Шрифт:
Но странным было это взятие, – странным для тех, кому знакомы законы войны и кто знает, как ведет себя победитель на захваченных землях. Наполеон перед отступлением из Москвы – пусть и неудачно, но взорвал Кремль, святыню русских, и взорвал не просто из мести за то, что Александр не ответил на его письма с предложением мира, но именно потому, что хотел уязвить мечом самое сокровенное, средоточие национального духа. Александр прежде всего заботился, чтобы Париж не пострадал при осаде и штурме, чтобы вступавшие в город войска не вели себя как захватчики.
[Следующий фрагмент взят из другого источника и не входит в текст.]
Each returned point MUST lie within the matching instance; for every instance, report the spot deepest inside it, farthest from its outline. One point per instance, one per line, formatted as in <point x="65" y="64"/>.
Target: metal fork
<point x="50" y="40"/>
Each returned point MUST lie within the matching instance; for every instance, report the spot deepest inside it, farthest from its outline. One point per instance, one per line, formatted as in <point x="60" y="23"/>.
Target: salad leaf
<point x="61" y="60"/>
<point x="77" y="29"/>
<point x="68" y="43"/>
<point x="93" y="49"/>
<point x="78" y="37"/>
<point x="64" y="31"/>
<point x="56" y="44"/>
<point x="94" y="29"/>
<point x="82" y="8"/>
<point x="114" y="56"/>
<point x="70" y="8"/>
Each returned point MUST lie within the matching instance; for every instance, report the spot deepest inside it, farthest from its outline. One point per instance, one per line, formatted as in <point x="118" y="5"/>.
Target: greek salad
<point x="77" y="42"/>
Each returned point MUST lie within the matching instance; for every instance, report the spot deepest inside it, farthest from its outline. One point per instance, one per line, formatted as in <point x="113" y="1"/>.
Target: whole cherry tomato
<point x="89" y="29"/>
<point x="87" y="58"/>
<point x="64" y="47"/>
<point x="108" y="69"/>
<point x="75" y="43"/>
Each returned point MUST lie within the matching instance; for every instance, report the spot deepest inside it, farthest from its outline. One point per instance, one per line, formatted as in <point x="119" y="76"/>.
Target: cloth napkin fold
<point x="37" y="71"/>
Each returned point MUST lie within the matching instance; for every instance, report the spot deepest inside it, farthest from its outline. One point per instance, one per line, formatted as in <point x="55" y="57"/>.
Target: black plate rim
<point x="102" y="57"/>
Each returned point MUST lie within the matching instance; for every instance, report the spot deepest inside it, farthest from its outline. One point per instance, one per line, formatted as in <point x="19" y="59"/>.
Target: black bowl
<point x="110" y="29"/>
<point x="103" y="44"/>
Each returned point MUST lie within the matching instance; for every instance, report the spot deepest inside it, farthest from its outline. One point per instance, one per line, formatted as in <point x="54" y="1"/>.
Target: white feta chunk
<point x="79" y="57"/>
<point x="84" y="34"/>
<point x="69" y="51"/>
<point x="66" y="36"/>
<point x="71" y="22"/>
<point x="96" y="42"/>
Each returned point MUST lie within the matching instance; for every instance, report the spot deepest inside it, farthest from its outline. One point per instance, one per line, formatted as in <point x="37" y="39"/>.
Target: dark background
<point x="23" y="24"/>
Об этом вновь и вновь говорилось в армейских приказах, призывавших не просто воздерживаться от грабежа и мародерства (наполеоновские солдаты, офицеры и генералы вывозили награбленное на груженных доверху телегах), но и от малейшего проявления враждебности по отношению к французам. С пленными обращались в высшей степени гуманно, вежливо и учтиво, и Александр освободил их вскоре после вступления в Париж. За ранеными ухаживали, им оказывалась помощь, над ними склонялись лекари.
Лорд Касльри писал в своем донесении графу Ливерпулю: «В настоящее время нам всего опаснее рыцарское настроение императора Александра. В отношении к Парижу его личные взгляды не сходятся ни с политическими, ни с военными соображениями. Русский император, кажется, только ищет случая вступить во главе своей блестящей армии в Париж, по всей вероятности, для того, чтобы противопоставить свое великодушие опустошению собственной его столицы».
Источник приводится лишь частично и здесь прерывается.